Le Soleil et le bouffon : de l’hymne de Satyrion à Hélios comme « mélanges des genres » dans le roman de Théodore Prodrome.
Jérôme Bastick, ENS Lyon & Université de Caen
Au cœur du roman Rhodanthé et Dosiclès, composé dans les années 1140 par le poète constantinopolitain Théodore Prodrome, figure un poème auquel l’oubli dont il a été victime ne donne vraisemblablement pas sa juste valeur. Il prend en effet place au sommet d’une digression harmonieusement cadencée mais à première vue totalement étrangère à l’intrigue romanesque, et qui n’apparaît pas même dans l’adaptation en français que Godard de Beauchamp a faite du roman en 1743. De fait, le poème, riche de sa forme strophique, de son raffinement stylistique et de sa tonalité mystique contraste fortement avec le caractère grotesque et inattendu de la digression qui renferme et qui apparaît elle-même comme un élément isolé dans l’économie générale de l’œuvre.

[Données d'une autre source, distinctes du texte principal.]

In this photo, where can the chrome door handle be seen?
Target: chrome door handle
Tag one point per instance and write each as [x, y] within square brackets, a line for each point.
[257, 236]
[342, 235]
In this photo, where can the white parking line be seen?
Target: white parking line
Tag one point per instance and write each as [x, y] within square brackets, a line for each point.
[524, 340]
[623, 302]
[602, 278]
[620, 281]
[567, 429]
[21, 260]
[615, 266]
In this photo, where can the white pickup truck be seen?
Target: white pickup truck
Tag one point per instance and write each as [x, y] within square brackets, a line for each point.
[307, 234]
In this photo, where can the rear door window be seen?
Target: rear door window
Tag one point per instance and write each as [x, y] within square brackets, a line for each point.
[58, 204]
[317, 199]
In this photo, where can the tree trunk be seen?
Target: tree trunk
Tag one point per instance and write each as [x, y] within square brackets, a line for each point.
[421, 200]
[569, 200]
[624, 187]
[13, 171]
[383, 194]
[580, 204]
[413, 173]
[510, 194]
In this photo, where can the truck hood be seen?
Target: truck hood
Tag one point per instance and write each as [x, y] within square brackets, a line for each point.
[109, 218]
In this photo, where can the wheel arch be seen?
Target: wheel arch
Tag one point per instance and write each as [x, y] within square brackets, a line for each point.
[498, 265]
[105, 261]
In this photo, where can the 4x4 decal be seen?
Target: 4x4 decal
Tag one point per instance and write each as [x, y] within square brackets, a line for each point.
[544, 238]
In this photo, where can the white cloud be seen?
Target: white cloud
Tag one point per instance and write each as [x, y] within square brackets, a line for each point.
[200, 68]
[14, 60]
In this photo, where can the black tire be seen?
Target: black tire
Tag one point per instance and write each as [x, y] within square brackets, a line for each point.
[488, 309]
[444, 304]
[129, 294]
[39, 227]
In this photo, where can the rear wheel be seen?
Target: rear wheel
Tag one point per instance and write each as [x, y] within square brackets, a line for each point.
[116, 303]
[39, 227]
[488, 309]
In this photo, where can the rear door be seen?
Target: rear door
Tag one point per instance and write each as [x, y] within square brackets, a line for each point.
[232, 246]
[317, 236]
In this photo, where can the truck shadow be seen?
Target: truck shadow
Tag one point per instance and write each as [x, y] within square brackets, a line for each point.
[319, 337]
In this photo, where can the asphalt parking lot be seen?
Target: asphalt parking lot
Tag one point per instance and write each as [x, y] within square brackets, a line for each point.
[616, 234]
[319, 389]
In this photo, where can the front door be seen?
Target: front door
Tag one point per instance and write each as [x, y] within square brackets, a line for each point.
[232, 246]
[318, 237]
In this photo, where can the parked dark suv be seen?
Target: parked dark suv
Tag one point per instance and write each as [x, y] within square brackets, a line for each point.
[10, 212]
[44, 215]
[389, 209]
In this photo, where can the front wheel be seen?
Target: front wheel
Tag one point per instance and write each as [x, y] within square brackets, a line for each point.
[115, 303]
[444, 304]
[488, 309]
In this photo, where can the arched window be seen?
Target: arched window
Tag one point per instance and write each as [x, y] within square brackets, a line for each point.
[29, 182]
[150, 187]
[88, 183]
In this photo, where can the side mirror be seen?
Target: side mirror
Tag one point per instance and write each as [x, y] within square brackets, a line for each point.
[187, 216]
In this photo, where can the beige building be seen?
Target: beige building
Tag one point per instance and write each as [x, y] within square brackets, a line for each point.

C’est bien ce détail spécifique du roman de Théodore Prodrome que nous nous proposons d’étudier de manière plus approfondie, du point de vue littéraire en particulier. Le poème, ou plutôt l’hymne, peut à maints égards ressembler à une rosace représentant le Soleil, le dieu Hélios, qui en constitue à la fois l’objet et le dédicataire apparent. Or, c’est de la bouche d’un personnage de bouffon, nommé Satyrion et apparu seulement pour l’occasion, et entre deux de ses pitreries, que s’échappe brusquement ce chef d’œuvre impromptu. Nous essaierons donc de comprendre quelle signification l’hymne de Satyrion à Hélios tend à revêtir à ce moment crucial de la narration en mêlant ainsi le genre poétique au genre romanesque, le registre sublime au registre grotesque, le monde sacré au monde profane, et de montrer qu’elle peut même être conçue comme la clef de voûte du roman, elle qui en occupe l’exact centre de gravité.